The preceding parameters can either be dynamically modified by UPDATE CONFIGS syntax, or written in the local configuration file. Please refer to the RocksDB manual for specific functions and whether restarting is needed.

The preceding parameters can be set via the command line as follows:

nebula> UPDATE CONFIGS storage:rocksdb_column_family_options = \
        { disable_auto_compactions = false, level0_file_num_compaction_trigger = 10 };
        -- The command overwrites rocksdb_column_family_options. Please note whether other sub-items will be overwritten

nebula> UPDATE CONFIGS storage:rocksdb_db_options  = \
        { max_subcompactions = 10, max_background_jobs = 10};
nebula> UPDATE CONFIGS storage:max_edge_returned_per_vertex = 10; -- The parameter is explained below

We recommend the following configuration:

    rocksdb_db_options = {"stats_dump_period_sec":"200", "write_thread_max_yield_usec":"600"}
    rocksdb_column_family_options = {"max_write_buffer_number":"4", "min_write_buffer_number_to_merge":"2", "max_write_buffer_number_to_maintain":"1"}
    rocksdb_block_based_table_options = {"block_restart_interval":"2"}

Description on Super-Large Vertices

For super vertex with a large number of edges, currently there are two truncation strategies:

  1. Truncate directly. Set the enable_reservoir_sampling parameter to false. A certain number of edges specified in the Max_edge_returned_per_vertex parameter are truncated by default.

  2. Truncate with the reservoir sampling algorithm. Based on the algorithm, a certain number of edges specified in the Max_edge_returned_per_vertex parameter are truncated with equal probability from the total n edges. Equal probability sampling is useful in some business scenarios.
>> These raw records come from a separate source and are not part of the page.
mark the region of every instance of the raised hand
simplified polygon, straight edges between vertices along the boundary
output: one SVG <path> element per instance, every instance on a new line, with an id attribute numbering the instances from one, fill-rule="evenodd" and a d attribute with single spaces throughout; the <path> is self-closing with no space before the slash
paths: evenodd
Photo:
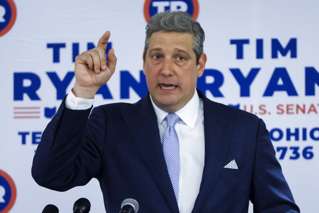
<path id="1" fill-rule="evenodd" d="M 72 92 L 76 97 L 93 98 L 99 89 L 107 82 L 115 70 L 116 57 L 114 50 L 105 50 L 110 33 L 107 31 L 99 40 L 96 47 L 75 57 L 75 83 Z"/>

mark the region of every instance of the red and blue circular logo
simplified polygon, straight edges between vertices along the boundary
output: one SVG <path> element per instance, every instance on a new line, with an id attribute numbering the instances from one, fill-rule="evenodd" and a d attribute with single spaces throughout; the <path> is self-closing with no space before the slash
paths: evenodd
<path id="1" fill-rule="evenodd" d="M 0 36 L 11 29 L 16 18 L 17 8 L 13 0 L 0 0 Z"/>
<path id="2" fill-rule="evenodd" d="M 16 201 L 17 189 L 12 179 L 0 170 L 0 213 L 7 213 Z"/>
<path id="3" fill-rule="evenodd" d="M 197 0 L 146 0 L 144 4 L 144 15 L 147 22 L 155 14 L 169 10 L 186 12 L 196 20 L 199 11 L 198 3 Z"/>

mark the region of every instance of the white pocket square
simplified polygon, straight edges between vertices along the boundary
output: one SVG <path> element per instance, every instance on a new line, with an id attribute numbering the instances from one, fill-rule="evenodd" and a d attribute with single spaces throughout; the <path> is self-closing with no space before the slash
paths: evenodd
<path id="1" fill-rule="evenodd" d="M 233 160 L 228 163 L 228 164 L 224 167 L 224 168 L 228 168 L 228 169 L 238 169 L 238 167 L 237 166 L 237 164 L 236 164 L 236 161 L 234 160 Z"/>

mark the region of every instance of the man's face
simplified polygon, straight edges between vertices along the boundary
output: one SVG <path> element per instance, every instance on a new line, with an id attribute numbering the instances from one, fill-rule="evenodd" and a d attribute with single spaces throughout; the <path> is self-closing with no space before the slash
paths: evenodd
<path id="1" fill-rule="evenodd" d="M 153 33 L 145 56 L 143 72 L 152 100 L 160 109 L 175 112 L 185 106 L 203 75 L 206 56 L 196 65 L 193 35 L 186 33 Z"/>

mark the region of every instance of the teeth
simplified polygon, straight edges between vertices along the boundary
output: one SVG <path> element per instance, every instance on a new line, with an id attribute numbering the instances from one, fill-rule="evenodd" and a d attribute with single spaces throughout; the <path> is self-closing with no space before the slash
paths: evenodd
<path id="1" fill-rule="evenodd" d="M 162 87 L 164 89 L 175 89 L 176 88 L 176 87 Z"/>

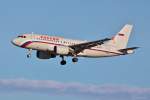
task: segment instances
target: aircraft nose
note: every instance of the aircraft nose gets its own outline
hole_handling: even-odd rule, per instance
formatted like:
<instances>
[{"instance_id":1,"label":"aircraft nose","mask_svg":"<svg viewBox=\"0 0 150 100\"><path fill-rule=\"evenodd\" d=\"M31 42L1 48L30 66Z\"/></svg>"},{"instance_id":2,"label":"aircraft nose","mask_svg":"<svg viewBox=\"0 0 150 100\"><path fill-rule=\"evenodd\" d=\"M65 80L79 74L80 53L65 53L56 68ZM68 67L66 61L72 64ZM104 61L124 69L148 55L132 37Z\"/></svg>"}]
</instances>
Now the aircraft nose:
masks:
<instances>
[{"instance_id":1,"label":"aircraft nose","mask_svg":"<svg viewBox=\"0 0 150 100\"><path fill-rule=\"evenodd\" d=\"M11 40L11 43L12 43L13 45L19 46L19 43L18 43L17 39Z\"/></svg>"}]
</instances>

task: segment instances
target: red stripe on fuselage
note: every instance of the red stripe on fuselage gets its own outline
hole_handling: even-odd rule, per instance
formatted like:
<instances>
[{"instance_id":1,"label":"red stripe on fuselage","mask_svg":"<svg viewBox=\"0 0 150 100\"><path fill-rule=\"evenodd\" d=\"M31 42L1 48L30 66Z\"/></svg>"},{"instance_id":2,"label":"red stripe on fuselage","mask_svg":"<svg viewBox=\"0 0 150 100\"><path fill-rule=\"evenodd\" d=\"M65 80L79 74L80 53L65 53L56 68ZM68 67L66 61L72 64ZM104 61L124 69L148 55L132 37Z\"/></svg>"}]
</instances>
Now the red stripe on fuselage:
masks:
<instances>
[{"instance_id":1,"label":"red stripe on fuselage","mask_svg":"<svg viewBox=\"0 0 150 100\"><path fill-rule=\"evenodd\" d=\"M63 45L63 44L55 44L55 43L42 42L42 41L28 41L28 42L25 42L23 45L21 45L21 47L22 48L26 48L27 46L29 46L30 44L32 44L34 42L44 43L44 44L52 44L52 45L58 45L58 46L66 46L66 45ZM117 55L123 55L121 53L111 52L111 51L105 51L105 50L100 50L100 49L89 49L89 50L102 51L102 52L113 53L113 54L117 54Z\"/></svg>"}]
</instances>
However, the performance is effected compared to direct truncation due to the probability calculation.

For example:

nebula> UPDATE CONFIGS storage:enable_reservoir_sampling = false;

Truncating Directly

Property Default Value Descriptions Dynamic Modification
max_edge_returned_per_vertex 2147483647 The max returned edges of each super-large vertex. The excess edges are truncated and not returned.
Modified with UPDATE CONFIGS syntax. The modification takes effect immediately.

Reservoir Sampling Truncation

Property Default Value Descriptions Dynamic Modification
enable_reservoir_sampling false Truncated with equal probability from the total n edges. Modified with UPDATE CONFIGS syntax. The modification takes effect immediately.

Storage Configuration When You Have a Lot of Data

If you have a lot of data (in the RocksDB directory) and your memory is tight, we recommend you setting the enable_partitioned_index_filter parameter in the storage configuration to true. For example, 100 vertices + 100 edges occupies 300 keys. Each key is 10bit or 3k. Then you can calculate your own data storage.